G.S. 1A-1, Rule 56 does not contain a specific provision with respect to when affidavits in support of a motion for summary judgment must be filed and served. Nevertheless, it seems implicit in Rule 56(c) that such affidavits must be filed and *127served prior to the day of the hearing. Rule 56(c) provides: “The adverse party prior to the day of the hearing may serve opposing affidavits.” It is clear that opposing affidavits are to be served prior to the day of the hearing. It follows that the clear intent of the legislature is that supporting affidavits should be filed and served sufficiently in advance of the hearing to permit opposing affidavits to be filed prior to the day of the hearing.
Nationwide Mut. Ins. Co. v. Chantos, 21 N.C. App. 129, 130, 203 S.E.2d 421, 423 (1974). “Undoubtedly, Rule 56(e) grants to the trial court wide discretion to permit affidavits to be supplemented or opposed by depositions, answers to interrogatories, or further affidavits. However, this provision presupposes that an affidavit or affidavits have already been served. The rule speaks only of supplementing or opposing.” Id. at 131, 203 S.E.2d at 424.

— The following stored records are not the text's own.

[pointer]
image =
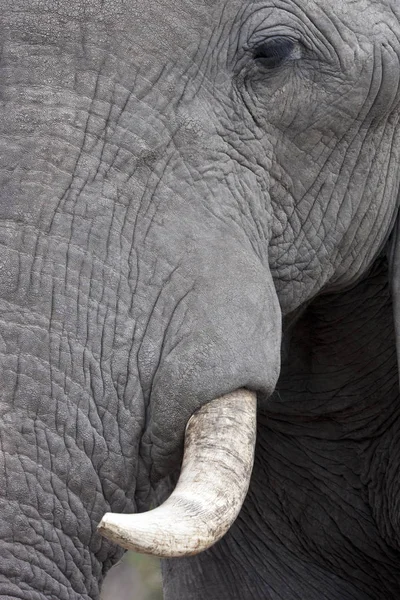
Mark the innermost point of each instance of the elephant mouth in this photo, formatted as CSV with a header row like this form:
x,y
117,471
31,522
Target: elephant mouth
x,y
215,476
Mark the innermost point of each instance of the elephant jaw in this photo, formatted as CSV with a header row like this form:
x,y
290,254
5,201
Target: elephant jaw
x,y
215,476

Here plaintiff did not attempt to present opposing affidavits until the day of the hearing. In her brief plaintiff argues that she was not required to respond to defendant’s motion for summary judgment until defendant had carried out his burden and the basis for his motion became clear. We find this argument meritless especially in view of the fact that Rule 56 specifically provides that the moving party is required to submit supporting affidavits which would set forth the moving party’s basis for the motion and that opposing affidavits should be filed prior to the day of the hearing. On this record we hold that the trial court did not abuse its discretion in failing to allow plaintiff’s response or include the response in the record on appeal. Likewise, the trial court did not abuse its discretion in excluding the transcript from the record on appeal. Our assessment of the case on this record does not necessitate a copy of the transcript of the hearing. Accordingly, this assignment of error is overruled.
II. DEFENDANT’S APPEAL
Defendant assigns as error the trial court’s denial of its motion to dismiss plaintiff’s appeal for failure of the plaintiff to serve the proposed record on appeal within the time allowed by Rule 11(b) and assigns as error the trial court’s failure to dismiss plaintiff’s appeal for plaintiff’s inclusion of paperwritings in the proposed record on appeal which were not before the court at the time of the entry of summary judgment and plaintiff’s failure to include the complete order of the Board in the proposed record.
*128While we have considered defendant’s assignments of error, we find it unnecessary to address defendant’s appeal since we have affirmed the trial court’s grant of summary judgment in defendant’s favor in plaintiff’s appeal.
The decision of the trial court is affirmed.
Affirmed
Judge GREENE concurs with separate opinion.
Judge Phillips concurs in the result only.